Una ferita aperta nell’Europa di oggi

In un contesto europeo segnato da crisi geopolitiche, tensioni commerciali e inflazione persistente, la povertà si conferma come una delle ferite più profonde del nostro continente e, di conseguenza, del nostro Paese. Secondo gli ultimi dati dell’Istat, in Italia quasi un residente su dieci si trova in povertà assoluta: sono 5.694.000 persone, appartenenti a 2.217.000 nuclei familiari incapaci di soddisfare i bisogni fondamentali per una vita dignitosa.

Un dato allarmante che si traduce in un’area di disagio diffuso, spesso invisibile, che richiederebbe una maggiore attenzione da parte delle istituzioni e della società civile. Tuttavia, l’attenzione pubblica sembra essere più orientata ad altre questioni, lasciando che questo dramma sociale rimanga in secondo piano.

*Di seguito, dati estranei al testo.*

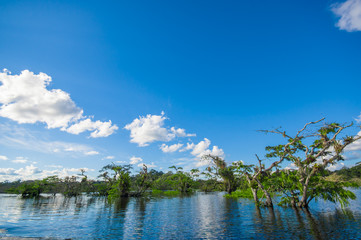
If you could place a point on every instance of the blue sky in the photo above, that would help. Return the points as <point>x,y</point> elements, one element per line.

Il ruolo fondamentale della rete Caritas

In questo scenario difficile, la rete Caritas si conferma come un presidio di solidarietà imprescindibile. Nel 2024, i Centri di Ascolto e i servizi della Caritas hanno accolto circa 277.775 persone, corrispondenti a nuclei familiari in difficoltà. Un dato in crescita del 3% rispetto all’anno precedente e del 62,6% rispetto a dieci anni fa (2014), a testimonianza di come la povertà si stia radicando sempre più nella vita quotidiana degli italiani.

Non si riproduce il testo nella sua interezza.